Question

what is the largest function value of f(x) = -x^2+4?

Answer 1

hint: look at the y coordinate of the vertex

Answer 2

how is it sir, i dont know how to solve?

Answer 3

do you know how to graph?

Answer 4

I would use a graphing tool like desmos

https://www.desmos.com/calculator

Answer 5

yes sir

Answer 6

how to solve this one sir, please help me?

Answer 7

ok graph it and see where the peak point is

Answer 8

type in `-x^2+4`

Answer 9

the graph is on maximum pick sir

Answer 10

because a is negative that is why the graph is downward

Answer 11

what's the highest point you see?

Answer 12

4 sir

Answer 13

(0,4) is the point, but y = 4 is the answer, yes

4 is the largest output possible

Answer 14

sir can you give me tips, how to analyze question easily?

Answer 15

you can think of y = -x^2 + 4 as y = -1(x-0)^2 + 4

then compare that to vertex form y = a(x-h)^2 + k

vertex = (h,k) = (0,4)

Answer 16

The general standard quadratic is the parabola shape. the equation of standard form is
y = ax^2 + bx + c

you were right with the first term, ax^2, and the sign determins if the parabola opens upwards or downwards in the y direction.

A parabola like this will have either a max value , or a min value depending which way it opens. For this prob there is a negative -ax^2, and it opens downwards. So it goes downwards forever to infinity, and so no minimum value. The maximum value will be at the vertex of the parabola.

Answer 17

You have

\(f(x) = -x^2+4\),

and you want to find the maximum value of f(x).

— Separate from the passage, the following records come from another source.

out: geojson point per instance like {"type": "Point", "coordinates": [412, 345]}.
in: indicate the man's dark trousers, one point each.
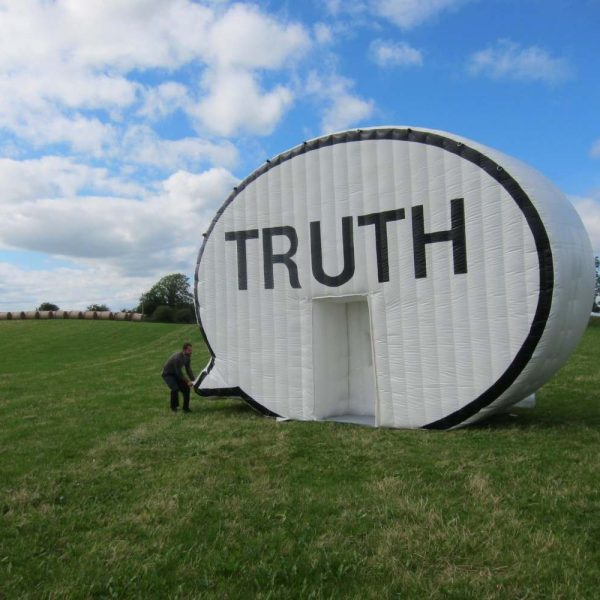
{"type": "Point", "coordinates": [177, 385]}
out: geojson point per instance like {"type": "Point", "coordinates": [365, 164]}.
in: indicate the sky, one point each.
{"type": "Point", "coordinates": [125, 124]}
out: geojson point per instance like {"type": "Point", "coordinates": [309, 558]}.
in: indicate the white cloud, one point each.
{"type": "Point", "coordinates": [509, 60]}
{"type": "Point", "coordinates": [61, 60]}
{"type": "Point", "coordinates": [144, 147]}
{"type": "Point", "coordinates": [410, 13]}
{"type": "Point", "coordinates": [234, 99]}
{"type": "Point", "coordinates": [388, 54]}
{"type": "Point", "coordinates": [130, 235]}
{"type": "Point", "coordinates": [405, 14]}
{"type": "Point", "coordinates": [164, 99]}
{"type": "Point", "coordinates": [589, 211]}
{"type": "Point", "coordinates": [323, 33]}
{"type": "Point", "coordinates": [55, 176]}
{"type": "Point", "coordinates": [236, 104]}
{"type": "Point", "coordinates": [71, 288]}
{"type": "Point", "coordinates": [343, 108]}
{"type": "Point", "coordinates": [260, 41]}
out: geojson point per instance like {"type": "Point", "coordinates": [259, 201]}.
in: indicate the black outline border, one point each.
{"type": "Point", "coordinates": [494, 170]}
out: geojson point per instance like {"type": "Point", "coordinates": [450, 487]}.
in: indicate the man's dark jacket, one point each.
{"type": "Point", "coordinates": [175, 365]}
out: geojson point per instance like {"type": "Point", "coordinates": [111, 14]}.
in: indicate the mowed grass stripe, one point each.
{"type": "Point", "coordinates": [105, 493]}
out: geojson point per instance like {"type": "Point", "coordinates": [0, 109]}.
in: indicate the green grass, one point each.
{"type": "Point", "coordinates": [104, 493]}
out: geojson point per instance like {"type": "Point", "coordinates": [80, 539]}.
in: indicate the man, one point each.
{"type": "Point", "coordinates": [176, 379]}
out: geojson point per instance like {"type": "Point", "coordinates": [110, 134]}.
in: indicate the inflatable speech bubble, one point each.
{"type": "Point", "coordinates": [395, 277]}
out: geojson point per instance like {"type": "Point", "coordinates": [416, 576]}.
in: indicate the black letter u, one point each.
{"type": "Point", "coordinates": [317, 254]}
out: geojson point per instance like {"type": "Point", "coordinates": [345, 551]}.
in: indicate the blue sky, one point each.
{"type": "Point", "coordinates": [125, 124]}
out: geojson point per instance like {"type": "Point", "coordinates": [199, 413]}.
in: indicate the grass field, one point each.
{"type": "Point", "coordinates": [104, 493]}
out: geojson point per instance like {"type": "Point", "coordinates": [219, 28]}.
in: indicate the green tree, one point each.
{"type": "Point", "coordinates": [47, 306]}
{"type": "Point", "coordinates": [98, 307]}
{"type": "Point", "coordinates": [172, 290]}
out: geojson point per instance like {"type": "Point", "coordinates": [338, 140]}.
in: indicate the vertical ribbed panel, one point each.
{"type": "Point", "coordinates": [449, 347]}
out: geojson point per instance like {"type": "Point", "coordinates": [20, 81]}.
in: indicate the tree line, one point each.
{"type": "Point", "coordinates": [169, 300]}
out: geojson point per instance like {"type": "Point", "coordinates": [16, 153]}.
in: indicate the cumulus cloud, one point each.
{"type": "Point", "coordinates": [589, 211]}
{"type": "Point", "coordinates": [509, 60]}
{"type": "Point", "coordinates": [56, 176]}
{"type": "Point", "coordinates": [146, 148]}
{"type": "Point", "coordinates": [72, 83]}
{"type": "Point", "coordinates": [343, 108]}
{"type": "Point", "coordinates": [71, 288]}
{"type": "Point", "coordinates": [236, 104]}
{"type": "Point", "coordinates": [405, 14]}
{"type": "Point", "coordinates": [389, 54]}
{"type": "Point", "coordinates": [410, 13]}
{"type": "Point", "coordinates": [121, 237]}
{"type": "Point", "coordinates": [123, 230]}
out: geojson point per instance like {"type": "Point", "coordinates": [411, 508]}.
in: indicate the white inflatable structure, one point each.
{"type": "Point", "coordinates": [394, 277]}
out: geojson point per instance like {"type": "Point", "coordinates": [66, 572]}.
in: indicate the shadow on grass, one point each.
{"type": "Point", "coordinates": [539, 419]}
{"type": "Point", "coordinates": [232, 406]}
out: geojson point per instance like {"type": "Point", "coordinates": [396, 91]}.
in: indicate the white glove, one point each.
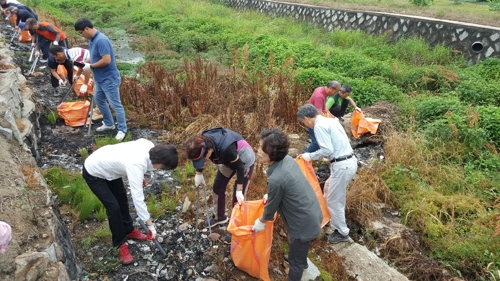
{"type": "Point", "coordinates": [87, 67]}
{"type": "Point", "coordinates": [239, 196]}
{"type": "Point", "coordinates": [199, 180]}
{"type": "Point", "coordinates": [152, 230]}
{"type": "Point", "coordinates": [83, 89]}
{"type": "Point", "coordinates": [258, 226]}
{"type": "Point", "coordinates": [306, 156]}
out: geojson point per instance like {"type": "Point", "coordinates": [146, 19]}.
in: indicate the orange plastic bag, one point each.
{"type": "Point", "coordinates": [308, 171]}
{"type": "Point", "coordinates": [25, 37]}
{"type": "Point", "coordinates": [361, 125]}
{"type": "Point", "coordinates": [74, 113]}
{"type": "Point", "coordinates": [79, 83]}
{"type": "Point", "coordinates": [250, 251]}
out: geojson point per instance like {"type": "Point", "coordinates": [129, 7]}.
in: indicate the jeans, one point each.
{"type": "Point", "coordinates": [314, 144]}
{"type": "Point", "coordinates": [224, 174]}
{"type": "Point", "coordinates": [108, 91]}
{"type": "Point", "coordinates": [69, 68]}
{"type": "Point", "coordinates": [113, 196]}
{"type": "Point", "coordinates": [341, 173]}
{"type": "Point", "coordinates": [297, 258]}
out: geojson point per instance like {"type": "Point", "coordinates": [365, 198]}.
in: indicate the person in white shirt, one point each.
{"type": "Point", "coordinates": [103, 171]}
{"type": "Point", "coordinates": [67, 57]}
{"type": "Point", "coordinates": [334, 145]}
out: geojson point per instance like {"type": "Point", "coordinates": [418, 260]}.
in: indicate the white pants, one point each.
{"type": "Point", "coordinates": [341, 173]}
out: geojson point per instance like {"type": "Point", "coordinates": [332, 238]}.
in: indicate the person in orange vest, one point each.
{"type": "Point", "coordinates": [46, 34]}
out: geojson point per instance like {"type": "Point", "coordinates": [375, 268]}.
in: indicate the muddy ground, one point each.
{"type": "Point", "coordinates": [191, 254]}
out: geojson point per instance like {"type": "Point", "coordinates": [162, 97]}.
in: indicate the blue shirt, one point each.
{"type": "Point", "coordinates": [99, 46]}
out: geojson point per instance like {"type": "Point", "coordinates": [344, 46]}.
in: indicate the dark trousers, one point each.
{"type": "Point", "coordinates": [113, 196]}
{"type": "Point", "coordinates": [69, 68]}
{"type": "Point", "coordinates": [220, 184]}
{"type": "Point", "coordinates": [339, 111]}
{"type": "Point", "coordinates": [297, 258]}
{"type": "Point", "coordinates": [314, 144]}
{"type": "Point", "coordinates": [45, 45]}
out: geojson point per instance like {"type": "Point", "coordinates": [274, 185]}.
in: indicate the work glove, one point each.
{"type": "Point", "coordinates": [199, 180]}
{"type": "Point", "coordinates": [306, 156]}
{"type": "Point", "coordinates": [83, 90]}
{"type": "Point", "coordinates": [258, 226]}
{"type": "Point", "coordinates": [87, 67]}
{"type": "Point", "coordinates": [239, 196]}
{"type": "Point", "coordinates": [152, 231]}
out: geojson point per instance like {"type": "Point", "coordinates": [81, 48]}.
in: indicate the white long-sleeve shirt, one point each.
{"type": "Point", "coordinates": [331, 138]}
{"type": "Point", "coordinates": [129, 159]}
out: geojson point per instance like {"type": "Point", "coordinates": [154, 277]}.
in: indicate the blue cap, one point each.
{"type": "Point", "coordinates": [200, 161]}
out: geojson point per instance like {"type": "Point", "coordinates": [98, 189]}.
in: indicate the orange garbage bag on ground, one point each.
{"type": "Point", "coordinates": [362, 125]}
{"type": "Point", "coordinates": [250, 251]}
{"type": "Point", "coordinates": [25, 37]}
{"type": "Point", "coordinates": [74, 113]}
{"type": "Point", "coordinates": [308, 171]}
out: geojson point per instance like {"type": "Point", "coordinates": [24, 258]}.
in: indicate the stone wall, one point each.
{"type": "Point", "coordinates": [475, 42]}
{"type": "Point", "coordinates": [41, 247]}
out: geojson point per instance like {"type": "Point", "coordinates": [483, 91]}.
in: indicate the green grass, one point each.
{"type": "Point", "coordinates": [73, 190]}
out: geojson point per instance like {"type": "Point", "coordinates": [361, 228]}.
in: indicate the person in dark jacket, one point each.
{"type": "Point", "coordinates": [22, 15]}
{"type": "Point", "coordinates": [233, 154]}
{"type": "Point", "coordinates": [46, 34]}
{"type": "Point", "coordinates": [289, 193]}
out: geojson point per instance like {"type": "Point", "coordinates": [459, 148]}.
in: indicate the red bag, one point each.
{"type": "Point", "coordinates": [250, 251]}
{"type": "Point", "coordinates": [361, 125]}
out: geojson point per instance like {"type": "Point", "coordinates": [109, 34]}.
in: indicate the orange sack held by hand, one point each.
{"type": "Point", "coordinates": [250, 251]}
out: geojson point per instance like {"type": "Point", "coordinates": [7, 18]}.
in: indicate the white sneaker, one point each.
{"type": "Point", "coordinates": [120, 136]}
{"type": "Point", "coordinates": [104, 127]}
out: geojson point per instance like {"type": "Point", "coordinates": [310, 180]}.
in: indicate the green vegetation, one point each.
{"type": "Point", "coordinates": [443, 164]}
{"type": "Point", "coordinates": [73, 190]}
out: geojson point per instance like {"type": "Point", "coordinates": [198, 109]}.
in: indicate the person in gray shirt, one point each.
{"type": "Point", "coordinates": [288, 192]}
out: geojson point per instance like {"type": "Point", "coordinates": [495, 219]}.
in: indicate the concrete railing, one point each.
{"type": "Point", "coordinates": [475, 42]}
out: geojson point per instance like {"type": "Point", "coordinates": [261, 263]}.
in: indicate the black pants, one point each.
{"type": "Point", "coordinates": [113, 196]}
{"type": "Point", "coordinates": [69, 68]}
{"type": "Point", "coordinates": [339, 111]}
{"type": "Point", "coordinates": [297, 258]}
{"type": "Point", "coordinates": [45, 45]}
{"type": "Point", "coordinates": [220, 184]}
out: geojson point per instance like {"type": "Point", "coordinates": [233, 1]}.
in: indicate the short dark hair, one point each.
{"type": "Point", "coordinates": [81, 23]}
{"type": "Point", "coordinates": [30, 22]}
{"type": "Point", "coordinates": [275, 143]}
{"type": "Point", "coordinates": [54, 49]}
{"type": "Point", "coordinates": [307, 110]}
{"type": "Point", "coordinates": [165, 155]}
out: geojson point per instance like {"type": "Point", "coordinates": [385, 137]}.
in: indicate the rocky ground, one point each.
{"type": "Point", "coordinates": [192, 253]}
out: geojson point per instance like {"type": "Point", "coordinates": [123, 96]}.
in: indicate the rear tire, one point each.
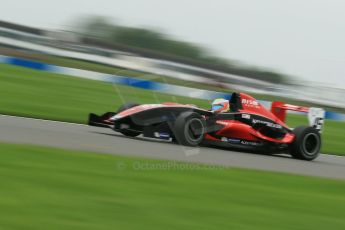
{"type": "Point", "coordinates": [189, 129]}
{"type": "Point", "coordinates": [126, 132]}
{"type": "Point", "coordinates": [307, 143]}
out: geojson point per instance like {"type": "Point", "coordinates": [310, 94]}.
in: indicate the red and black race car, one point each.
{"type": "Point", "coordinates": [246, 125]}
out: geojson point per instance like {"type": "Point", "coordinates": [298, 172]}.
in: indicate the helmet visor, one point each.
{"type": "Point", "coordinates": [217, 107]}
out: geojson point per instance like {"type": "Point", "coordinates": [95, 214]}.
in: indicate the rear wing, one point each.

Notice you have x^2. No matter what value you use for x, x^2 will always be non-negative.
x^2 will have a minimum value of zero. x^2 is zero or greater.

The expression has -x^2, so -x^2 will be non-positive.
The maximum value of -x^2 is zero. -x^2 will be zero or lower.
Since the maximum value of -x^2 is zero, the maximum value of -x^2 + 4 is 4.